Through a year’s worth of detective work, Webber and her beat team colleague in New Delhi, Katy Daigle, traced the shadowy network of U.S. exporters and overseas customers that trade in the bottom-of-the-barrel leftovers from the oil refining process. What they found was that India had supplanted China as the leading destination of “petcoke” from the U.S., the world’s leading exporter. It imported enough of the dirty fuel in 2016 to fill the Empire State building eight times. Moreover, Indian officials had no idea the amount of petcoke flowing into the country was 20 times more than just six years before.
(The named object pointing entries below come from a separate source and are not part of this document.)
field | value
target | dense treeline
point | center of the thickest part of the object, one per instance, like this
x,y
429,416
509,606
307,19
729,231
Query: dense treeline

Nor did they know how it was being used in a country already choking on some of the world’s dirtiest air.

When Webber originally raised the story possibility to beat team editor Tim Reiterman, the two started combing through U.S. import-export data for clues about where the petroleum coke from U.S. refineries was going. What stood out was the trade with India, especially because the country’s dramatically poor air quality was well known: “So we thought we had the makings of a pretty good story,” he said, “about what the critics said was the U.S. exporting pollution.”

Webber and Daigle sought out updated figures and trends on petcoke exports and imports. They painstakingly researched the industry. The team wanted to know who was sending petcoke overseas and who was bringing it to power plants and factories in India. This was not part of the public record, so Webber went back to her sources and finally got data collected by private companies. Some of the biggest traders were connected to the politically conservative Koch family, which has funded efforts aimed at undermining climate science.

Webber called more than a dozen companies that were exporting the petcoke, while Daigle reached out to 30 Indian companies importing it. None wanted to talk, but Daigle was able to find other companies in India using petcoke and interviewed residents in Delhi and industrialized Moradabad affected by the filthy air. Petcoke is not the only reason for the country’s smog-filled air, but experts say it is making a bad situation worse. “We should not become the dust bin of the rest of the world,” said Sunita Narain, a member of India's court-appointed Environmental Pollution Control Authority, whose lab tests obtained by Daigle found petcoke was far dirtier than coal.

The story was told in all formats and the key contributors included: photographers Vaishnavee Sharma and Altaf Qadri; video journalists Luke Sheridan, Shonal Ganguly and Teresa Crawford; graphic artist Maureen Linke; video graphic producers Panaglotis Mouzakis and Heidi Morrow; and the Central Region’s Shawn Chen, who pulled together all the elements for an engaging APNews hub.

Within 24 hours of the story hitting the wire, India’s government announced it would phase out imports of petcoke.

The package played prominently on news websites across the world – including the New York Times, Washington Post, Seattle Times, Houston Chronicle, ABC. CNBC, Fox, The Times of India, Taiwan News and NZ Herald.com – and was the AP’s most engaged story online the morning it was published.

Within 24 hours of the story hitting the wire, India’s government announced it would phase out imports of the cheap but excessively dirty fuel and had begun working on a policy to end the practice.

For revealing the secretive transport of petroleum coke from the U.S. to one of the world’s most polluted countries, and for drawing an immediate reaction from the government of India, Webber and Daigle win this week’s $500 Beat of the Week.